Spir-2 colocalizes with Rab8a and MyoVa at vesicle surfaces. (A) HeLa cells were transiently transfected by lipofection. The cells were fixed 36 hours post-transfection and the localization of autofluorescent and immunostained proteins was determined by fluorescence microscopy (Leica AF6000LX microscope, 63x glycerol immersion objective). The localization of transiently co-expressed tagged MyoVa-CC-GTD (eGFP, eGFP-MyoVa-CC-GTD; green), Rab8a (mStrawberry, mStraw-Rab8a; red), and the Myc-epitope-tagged (Myc; cyan) C-terminal Spir-2 proteins encoding (Myc-Spir-2-GTBM-SB-FYVE) or lacking (Myc-Spir-2-SB-FYVE) the MyoV binding motif was analyzed by fluorescence microscopy. 3D-deconvoluted images indicate the localization of the proteins on vesicular structures.

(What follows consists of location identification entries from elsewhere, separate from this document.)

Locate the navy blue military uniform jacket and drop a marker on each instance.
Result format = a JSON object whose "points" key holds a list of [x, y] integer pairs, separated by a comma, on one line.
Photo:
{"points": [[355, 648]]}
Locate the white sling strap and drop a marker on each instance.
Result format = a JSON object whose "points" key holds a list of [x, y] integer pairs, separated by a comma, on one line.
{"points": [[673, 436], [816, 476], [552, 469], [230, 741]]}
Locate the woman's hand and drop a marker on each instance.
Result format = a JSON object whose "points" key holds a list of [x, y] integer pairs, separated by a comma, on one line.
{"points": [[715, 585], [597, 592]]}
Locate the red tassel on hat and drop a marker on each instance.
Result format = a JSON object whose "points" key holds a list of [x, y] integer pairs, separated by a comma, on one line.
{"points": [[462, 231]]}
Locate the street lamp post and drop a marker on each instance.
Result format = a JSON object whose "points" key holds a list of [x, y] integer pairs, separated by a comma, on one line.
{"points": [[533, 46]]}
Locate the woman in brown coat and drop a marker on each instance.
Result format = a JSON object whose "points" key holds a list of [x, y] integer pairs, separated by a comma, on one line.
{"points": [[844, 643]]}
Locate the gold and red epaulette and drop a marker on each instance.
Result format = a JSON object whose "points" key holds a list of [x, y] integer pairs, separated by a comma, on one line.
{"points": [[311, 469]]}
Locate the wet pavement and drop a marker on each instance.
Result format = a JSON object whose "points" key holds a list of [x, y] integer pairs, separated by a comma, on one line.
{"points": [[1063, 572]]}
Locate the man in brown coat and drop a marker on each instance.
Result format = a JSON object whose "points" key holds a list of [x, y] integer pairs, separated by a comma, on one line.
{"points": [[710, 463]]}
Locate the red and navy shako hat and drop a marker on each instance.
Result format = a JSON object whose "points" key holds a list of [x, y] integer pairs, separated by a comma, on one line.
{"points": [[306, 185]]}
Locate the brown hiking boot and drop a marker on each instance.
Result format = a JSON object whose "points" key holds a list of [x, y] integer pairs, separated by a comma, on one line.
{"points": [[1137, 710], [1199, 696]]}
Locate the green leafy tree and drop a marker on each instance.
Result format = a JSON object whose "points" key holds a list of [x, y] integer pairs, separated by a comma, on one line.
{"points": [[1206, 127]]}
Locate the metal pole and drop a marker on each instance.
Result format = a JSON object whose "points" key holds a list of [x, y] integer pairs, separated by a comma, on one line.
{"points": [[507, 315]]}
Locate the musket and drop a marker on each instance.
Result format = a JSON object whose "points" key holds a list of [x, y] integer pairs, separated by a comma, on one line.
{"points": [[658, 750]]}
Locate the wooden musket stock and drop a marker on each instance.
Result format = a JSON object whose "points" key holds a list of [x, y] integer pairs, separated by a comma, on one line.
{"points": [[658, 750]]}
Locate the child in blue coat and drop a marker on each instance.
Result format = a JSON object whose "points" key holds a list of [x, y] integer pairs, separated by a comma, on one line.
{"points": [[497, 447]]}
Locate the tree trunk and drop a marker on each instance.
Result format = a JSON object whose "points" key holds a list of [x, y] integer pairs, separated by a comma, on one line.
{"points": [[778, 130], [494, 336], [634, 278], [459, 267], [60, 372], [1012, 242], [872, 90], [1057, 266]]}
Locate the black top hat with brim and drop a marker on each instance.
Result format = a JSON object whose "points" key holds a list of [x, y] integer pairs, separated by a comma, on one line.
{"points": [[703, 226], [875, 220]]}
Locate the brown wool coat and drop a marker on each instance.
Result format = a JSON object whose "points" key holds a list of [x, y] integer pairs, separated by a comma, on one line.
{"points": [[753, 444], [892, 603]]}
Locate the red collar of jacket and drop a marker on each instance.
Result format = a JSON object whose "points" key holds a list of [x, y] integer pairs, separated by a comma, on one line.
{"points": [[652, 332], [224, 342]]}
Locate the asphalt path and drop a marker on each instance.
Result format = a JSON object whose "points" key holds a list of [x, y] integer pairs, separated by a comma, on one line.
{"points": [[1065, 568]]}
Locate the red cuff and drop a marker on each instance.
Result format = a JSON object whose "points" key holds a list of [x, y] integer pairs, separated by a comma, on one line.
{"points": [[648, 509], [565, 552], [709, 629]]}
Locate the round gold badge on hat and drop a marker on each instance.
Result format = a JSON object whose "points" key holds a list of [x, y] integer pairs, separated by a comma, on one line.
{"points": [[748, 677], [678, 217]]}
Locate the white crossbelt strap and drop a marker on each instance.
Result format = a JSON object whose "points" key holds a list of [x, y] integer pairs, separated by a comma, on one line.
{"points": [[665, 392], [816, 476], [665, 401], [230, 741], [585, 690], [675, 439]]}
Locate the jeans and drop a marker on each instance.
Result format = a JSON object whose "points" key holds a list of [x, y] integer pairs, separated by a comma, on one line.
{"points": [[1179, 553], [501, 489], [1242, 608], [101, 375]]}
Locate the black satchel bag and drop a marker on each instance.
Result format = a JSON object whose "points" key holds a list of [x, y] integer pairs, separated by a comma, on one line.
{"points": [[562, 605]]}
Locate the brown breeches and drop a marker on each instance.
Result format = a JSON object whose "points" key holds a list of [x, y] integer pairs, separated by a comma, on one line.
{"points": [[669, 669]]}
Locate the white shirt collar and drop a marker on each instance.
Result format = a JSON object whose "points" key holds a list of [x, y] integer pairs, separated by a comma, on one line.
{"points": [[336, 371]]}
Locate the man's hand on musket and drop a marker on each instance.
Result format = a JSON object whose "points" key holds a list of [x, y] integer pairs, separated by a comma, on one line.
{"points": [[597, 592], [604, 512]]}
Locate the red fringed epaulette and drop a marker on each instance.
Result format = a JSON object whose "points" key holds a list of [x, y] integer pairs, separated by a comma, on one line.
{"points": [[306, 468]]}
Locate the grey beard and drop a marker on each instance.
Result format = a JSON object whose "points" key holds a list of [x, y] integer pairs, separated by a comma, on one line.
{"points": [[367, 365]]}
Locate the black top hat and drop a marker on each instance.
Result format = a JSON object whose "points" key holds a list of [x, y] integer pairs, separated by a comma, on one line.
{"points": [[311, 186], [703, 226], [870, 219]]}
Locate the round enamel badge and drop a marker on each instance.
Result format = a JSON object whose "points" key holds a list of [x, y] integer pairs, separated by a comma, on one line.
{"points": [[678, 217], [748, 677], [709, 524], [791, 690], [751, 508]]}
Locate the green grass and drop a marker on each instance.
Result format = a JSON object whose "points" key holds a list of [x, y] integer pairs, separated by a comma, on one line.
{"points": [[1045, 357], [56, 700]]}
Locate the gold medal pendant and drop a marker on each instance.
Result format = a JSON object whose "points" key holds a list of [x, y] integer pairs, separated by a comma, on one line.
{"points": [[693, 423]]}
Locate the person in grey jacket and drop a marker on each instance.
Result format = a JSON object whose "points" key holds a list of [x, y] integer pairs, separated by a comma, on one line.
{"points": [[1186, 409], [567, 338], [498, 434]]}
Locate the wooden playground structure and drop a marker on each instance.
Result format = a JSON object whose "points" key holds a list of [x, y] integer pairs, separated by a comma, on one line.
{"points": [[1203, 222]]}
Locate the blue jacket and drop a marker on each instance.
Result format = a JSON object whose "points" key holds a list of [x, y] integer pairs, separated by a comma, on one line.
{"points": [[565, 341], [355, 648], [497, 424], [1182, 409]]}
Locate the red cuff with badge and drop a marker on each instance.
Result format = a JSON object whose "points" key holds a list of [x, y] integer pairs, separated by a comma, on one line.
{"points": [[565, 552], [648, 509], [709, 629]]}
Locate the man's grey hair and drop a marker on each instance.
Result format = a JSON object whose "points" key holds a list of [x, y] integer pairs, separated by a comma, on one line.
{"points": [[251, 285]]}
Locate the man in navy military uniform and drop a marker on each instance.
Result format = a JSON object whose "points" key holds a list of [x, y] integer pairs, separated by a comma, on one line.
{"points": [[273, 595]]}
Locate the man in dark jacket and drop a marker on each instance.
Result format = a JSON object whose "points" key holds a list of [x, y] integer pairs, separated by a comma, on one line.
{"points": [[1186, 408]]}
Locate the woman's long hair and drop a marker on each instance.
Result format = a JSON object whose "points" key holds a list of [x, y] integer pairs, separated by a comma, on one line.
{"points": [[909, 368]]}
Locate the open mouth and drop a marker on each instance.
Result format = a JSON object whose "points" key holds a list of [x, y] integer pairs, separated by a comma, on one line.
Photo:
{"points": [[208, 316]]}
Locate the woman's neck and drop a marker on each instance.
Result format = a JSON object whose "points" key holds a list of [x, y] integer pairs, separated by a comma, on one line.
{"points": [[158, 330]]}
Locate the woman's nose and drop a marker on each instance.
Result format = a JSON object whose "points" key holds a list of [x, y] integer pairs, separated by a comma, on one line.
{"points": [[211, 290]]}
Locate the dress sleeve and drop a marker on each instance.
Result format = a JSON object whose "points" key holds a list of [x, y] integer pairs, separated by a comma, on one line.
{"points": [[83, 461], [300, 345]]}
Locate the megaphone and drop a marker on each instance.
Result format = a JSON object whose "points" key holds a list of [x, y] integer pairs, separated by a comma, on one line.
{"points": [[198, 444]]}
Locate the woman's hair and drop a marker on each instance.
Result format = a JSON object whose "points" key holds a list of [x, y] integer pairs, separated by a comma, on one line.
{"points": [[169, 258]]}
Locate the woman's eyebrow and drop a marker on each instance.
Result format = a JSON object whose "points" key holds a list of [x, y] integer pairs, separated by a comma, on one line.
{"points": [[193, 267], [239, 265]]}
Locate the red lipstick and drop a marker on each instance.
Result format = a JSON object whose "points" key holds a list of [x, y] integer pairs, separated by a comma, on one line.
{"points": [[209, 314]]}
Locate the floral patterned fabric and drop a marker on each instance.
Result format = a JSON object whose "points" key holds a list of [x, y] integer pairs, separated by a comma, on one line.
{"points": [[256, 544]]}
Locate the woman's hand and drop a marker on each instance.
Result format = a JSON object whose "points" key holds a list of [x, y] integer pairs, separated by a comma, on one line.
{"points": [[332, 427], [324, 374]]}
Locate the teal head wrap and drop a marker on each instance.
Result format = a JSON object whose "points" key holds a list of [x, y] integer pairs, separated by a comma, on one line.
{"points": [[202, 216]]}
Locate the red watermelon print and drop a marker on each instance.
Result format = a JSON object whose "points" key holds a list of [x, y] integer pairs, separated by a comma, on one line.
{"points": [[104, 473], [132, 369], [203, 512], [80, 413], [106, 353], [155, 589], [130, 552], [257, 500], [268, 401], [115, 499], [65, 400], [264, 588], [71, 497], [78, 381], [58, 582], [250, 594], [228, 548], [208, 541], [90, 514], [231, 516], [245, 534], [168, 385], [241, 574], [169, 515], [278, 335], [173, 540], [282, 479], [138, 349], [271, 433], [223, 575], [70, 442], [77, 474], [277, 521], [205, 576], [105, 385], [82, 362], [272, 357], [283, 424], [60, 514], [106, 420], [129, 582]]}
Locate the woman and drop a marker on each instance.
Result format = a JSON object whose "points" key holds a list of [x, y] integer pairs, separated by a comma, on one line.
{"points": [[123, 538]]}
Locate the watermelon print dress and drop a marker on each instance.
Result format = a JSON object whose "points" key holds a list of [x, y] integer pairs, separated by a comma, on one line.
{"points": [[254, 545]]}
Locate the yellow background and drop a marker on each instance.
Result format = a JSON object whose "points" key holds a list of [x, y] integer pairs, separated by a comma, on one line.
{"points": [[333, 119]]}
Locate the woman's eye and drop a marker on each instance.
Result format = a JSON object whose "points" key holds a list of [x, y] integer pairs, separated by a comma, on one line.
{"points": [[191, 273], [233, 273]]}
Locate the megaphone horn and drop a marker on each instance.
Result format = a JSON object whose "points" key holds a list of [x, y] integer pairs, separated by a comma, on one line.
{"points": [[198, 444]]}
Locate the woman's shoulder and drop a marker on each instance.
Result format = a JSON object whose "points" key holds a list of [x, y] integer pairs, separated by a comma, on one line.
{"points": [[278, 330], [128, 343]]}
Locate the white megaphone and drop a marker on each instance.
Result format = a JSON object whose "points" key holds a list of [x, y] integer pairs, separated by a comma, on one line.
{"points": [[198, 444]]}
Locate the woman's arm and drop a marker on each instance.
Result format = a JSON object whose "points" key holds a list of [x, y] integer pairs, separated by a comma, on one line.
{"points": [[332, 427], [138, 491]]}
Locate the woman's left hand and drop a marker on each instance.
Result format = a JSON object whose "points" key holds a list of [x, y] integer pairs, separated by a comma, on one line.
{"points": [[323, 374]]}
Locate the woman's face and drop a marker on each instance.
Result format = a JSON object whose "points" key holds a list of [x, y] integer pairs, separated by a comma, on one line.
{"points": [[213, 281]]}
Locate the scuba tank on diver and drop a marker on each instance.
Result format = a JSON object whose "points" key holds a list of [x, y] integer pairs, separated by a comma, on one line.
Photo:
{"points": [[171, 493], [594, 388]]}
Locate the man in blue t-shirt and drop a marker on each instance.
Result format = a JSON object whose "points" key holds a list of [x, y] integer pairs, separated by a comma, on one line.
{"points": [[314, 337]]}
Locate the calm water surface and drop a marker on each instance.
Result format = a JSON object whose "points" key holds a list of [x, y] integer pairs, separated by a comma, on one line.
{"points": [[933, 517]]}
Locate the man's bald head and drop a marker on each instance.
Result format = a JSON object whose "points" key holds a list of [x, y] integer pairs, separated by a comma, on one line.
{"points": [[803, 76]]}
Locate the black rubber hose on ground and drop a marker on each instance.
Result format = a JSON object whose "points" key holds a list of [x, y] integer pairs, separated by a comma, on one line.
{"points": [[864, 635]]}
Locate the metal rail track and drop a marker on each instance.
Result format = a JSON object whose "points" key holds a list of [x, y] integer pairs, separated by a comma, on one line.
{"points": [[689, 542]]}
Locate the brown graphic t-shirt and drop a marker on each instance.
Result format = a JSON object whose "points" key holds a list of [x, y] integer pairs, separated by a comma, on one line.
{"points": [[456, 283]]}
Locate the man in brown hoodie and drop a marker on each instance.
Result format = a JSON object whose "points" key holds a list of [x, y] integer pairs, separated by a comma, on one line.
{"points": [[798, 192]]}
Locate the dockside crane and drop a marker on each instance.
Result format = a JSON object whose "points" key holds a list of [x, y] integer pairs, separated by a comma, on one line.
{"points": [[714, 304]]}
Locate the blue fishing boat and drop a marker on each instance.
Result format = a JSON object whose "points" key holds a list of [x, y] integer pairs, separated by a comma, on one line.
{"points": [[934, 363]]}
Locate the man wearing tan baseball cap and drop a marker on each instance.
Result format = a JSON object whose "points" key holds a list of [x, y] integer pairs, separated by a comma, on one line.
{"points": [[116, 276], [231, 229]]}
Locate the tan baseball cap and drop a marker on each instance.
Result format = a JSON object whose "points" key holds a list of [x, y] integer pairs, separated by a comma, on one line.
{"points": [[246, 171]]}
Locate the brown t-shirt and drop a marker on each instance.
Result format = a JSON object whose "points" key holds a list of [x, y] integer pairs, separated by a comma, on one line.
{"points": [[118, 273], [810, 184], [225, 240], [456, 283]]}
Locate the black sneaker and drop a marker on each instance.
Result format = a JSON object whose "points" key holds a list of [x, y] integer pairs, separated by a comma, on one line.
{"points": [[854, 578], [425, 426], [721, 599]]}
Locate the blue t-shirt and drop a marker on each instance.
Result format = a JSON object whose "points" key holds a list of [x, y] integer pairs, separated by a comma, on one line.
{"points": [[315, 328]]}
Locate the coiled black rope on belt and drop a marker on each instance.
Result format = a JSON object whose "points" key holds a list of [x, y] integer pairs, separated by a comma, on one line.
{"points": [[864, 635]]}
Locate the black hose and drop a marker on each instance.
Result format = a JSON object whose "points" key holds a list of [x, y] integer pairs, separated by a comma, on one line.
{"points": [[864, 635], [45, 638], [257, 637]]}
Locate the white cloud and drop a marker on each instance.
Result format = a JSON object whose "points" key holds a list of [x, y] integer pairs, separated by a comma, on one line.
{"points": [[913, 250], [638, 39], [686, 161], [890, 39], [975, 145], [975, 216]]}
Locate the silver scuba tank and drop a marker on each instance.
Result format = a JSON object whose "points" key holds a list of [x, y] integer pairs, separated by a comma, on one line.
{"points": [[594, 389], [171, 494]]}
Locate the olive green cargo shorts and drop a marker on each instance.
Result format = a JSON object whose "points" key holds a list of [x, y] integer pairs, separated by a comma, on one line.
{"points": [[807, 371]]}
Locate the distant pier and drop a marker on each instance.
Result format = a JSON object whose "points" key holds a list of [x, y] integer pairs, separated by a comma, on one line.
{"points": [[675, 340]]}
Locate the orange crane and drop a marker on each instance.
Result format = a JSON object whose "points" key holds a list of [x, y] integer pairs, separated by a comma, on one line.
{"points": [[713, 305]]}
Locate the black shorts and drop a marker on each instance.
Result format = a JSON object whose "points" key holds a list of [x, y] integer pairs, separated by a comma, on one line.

Only in presence of the MyoV binding Spir-2-GTBM-SB-FYVE (upper panel) MyoVa-CC-GTD is present at Rab8a-positive vesicles, which is not the case when Spir-2-SB-FYVE is co-expressed (lower panel) (merge). At least 5 cells were recorded for each condition and one representative cell is presented here. Scale bar represent 5 μm. (B) The colocalization of tagged proteins as described in (A) was quantified for the indicated co-expressions by determining the Pearson's correlation coefficient (PCC) as shown in a bar diagram. Each bar represents the mean PCC value for at least 5 cells analyzed. Error bars represent SEM. Statistical analysis was performed using Student's t-test to compare the mean PCC values of 2 co-expression conditions with a confidence interval of 95%. *, p < 0.05. (C) An overview of employed proteins is presented and the domains used for colocalization studies are highlighted.